Burung gagak ini adalah burung gagak alam dunia bawah. Hanya dia yang mengerti perasaan Batara Shani. Namun dalam hati, ia penasaran bagaimana kahyangan yang ada di permukaan atas. Pada suatu hari, Batara Shani sudah mulai beranjak remaja dan ia bertanya pada Semar, eyangnya dan ibunya “eyang! Ibunda! Kenapa aku harus tinggal di istana paman yang gelap.” “anakku, pada suatu saat kau akan tahu alasannya. Dia yang berjalan menuju cahaya kebenaran akan mendapatkan jalannya walau penuh dengan kesakitan.”
Dua Putra Batara Surya
Cepat atau lambat, kebenaran yang sebenarnya tak bisa lagi disembunyikan. Datanglah batara Rewanta mencari tahu alasan ibunya selalu pergi setiap malam hari. Batara Rewanta yang mengikuti ibunya akhirnya sampai di sebuah gua, gua pintu masuk menuju istana Argadumilah. Di pintu gua, dia melihat seorang pria muda yang wajahnya mirip dengan Batara Surya namun berkulit gelap. Dia bertanya “hai, kamu. Siapa kamu? Kenapa menghalangi jalanku ke bawah.” “aku Shani, cucu eyang Semar. aku ditugaskan untuk menjaga lorong ke Argadumilah ini,” Batara Rewanta terkejut karena ada cucu Semar yang lain. Lalu dia memaksa Batara Shani untuk membuka jalannya namun ditolak. Batara Rewanta tidak terima dan menyerang Batara Shani. Dewi Chayya merasa sesuatu telah terjadi pada putranya. Dewi Chayya bersama putrinya yaitu Dewi Tapati, Batara Yamadipati, dan Batara Semar segera menuju permukaan bumi, tempat Shani berada.

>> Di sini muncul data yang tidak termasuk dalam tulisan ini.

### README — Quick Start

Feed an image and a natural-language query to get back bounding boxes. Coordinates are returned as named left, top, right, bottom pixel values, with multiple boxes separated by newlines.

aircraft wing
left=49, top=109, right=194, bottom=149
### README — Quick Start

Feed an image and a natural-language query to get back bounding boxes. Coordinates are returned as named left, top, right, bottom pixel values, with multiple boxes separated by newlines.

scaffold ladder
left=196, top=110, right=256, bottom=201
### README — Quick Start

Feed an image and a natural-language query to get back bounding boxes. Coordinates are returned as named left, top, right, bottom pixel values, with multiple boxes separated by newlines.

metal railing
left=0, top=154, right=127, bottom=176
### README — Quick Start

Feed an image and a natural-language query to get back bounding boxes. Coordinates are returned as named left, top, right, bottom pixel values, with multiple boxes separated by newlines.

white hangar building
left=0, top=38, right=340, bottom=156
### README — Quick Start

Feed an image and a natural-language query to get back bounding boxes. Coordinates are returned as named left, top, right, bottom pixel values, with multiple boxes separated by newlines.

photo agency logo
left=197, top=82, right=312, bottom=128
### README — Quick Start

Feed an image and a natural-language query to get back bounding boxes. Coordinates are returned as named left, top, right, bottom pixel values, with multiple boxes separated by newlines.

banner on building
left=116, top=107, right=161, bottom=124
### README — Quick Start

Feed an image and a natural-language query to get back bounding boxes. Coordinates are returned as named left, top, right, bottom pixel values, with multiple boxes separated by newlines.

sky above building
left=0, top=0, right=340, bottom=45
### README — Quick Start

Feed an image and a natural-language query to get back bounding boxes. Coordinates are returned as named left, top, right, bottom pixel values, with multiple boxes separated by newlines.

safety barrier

Dengan mata setajam elang, Shani melompat menghindari pukulan Rewanta. Pertarungan kedua cucu dewa agung itu menyebabkan alam bergejolak. Kahyangan di permukaan bumi maupun di perut bumi bergetar hebat. Selama satu malam pertarungan terjadi hingga mereka tak menyadari hari sudah hampir pagi. Batara Rewanta menyeret Batara Shani keluar dari gua. Pertarungan terus berlanjut. Subuh sudah semakin terang dan matahari pun terbit. Tiba-tiba Batara Shani mengerang kesakitan. Tangannya seketika terbakar begitu terkena cahaya matahari. Matahari semakin tinggi, luka terbakar semakin menyebar hingga ke seluruh tubuh. Batara Shani pingsan karenanya. Dewi Chayya dan Batara Semar yang baru sampai disitu terkejut melihat Shani yang pingsan dengan kulit terbakar. Dewi Chayya menangis sambil memeluk sang putra. Batara Rewanta terkejut dan berusaha menenangkan sang ibu. Namun Dewi Chayya terlalu sedih hingga menolak pertolongan Rewanta hingga ia memakinya “Rewanta, kau menyakitinya. Dia adikmu. Kalian adalah putra Batara Surya. Perlakuanmu akan ditanggang kuda-kuda kesayanganmu. Kelak para kuda akan tunduk kepada bangsa wanara (kera)!” Batara Rewanta terkejut dan kembali ke istana Ekacakra. Dia mengadu kepada sang ayah “ampun ayahanda Batara. Aku, adik Yamuna, dan adik Tapati adalah anak-anak ayah dan ibu, tapi teganya selama ini ayahanda menyembunyikan adik laki-lakiku dari aku. Aku minta pada ayahanda agar membawa pulang adikku, Shani.” Batara Surya tercekat dan segera mendatangi sang istri di istana Argadumilah.
Surya Gugat
Sementara itu, di kamarnya yang berhiaskan bunga-bunga dunia bawah, Batara Shani perlahan sembuh. Dewi Chayya kemudian menceritakan segalanya. Batara Shani berkata “ohh ibunda, tega nian ayahanda mencampakkan aku....” “itu memang benar anakku. Aku membuangmu karena aku tidak pernah bersedia menerimamu sebagai anakku.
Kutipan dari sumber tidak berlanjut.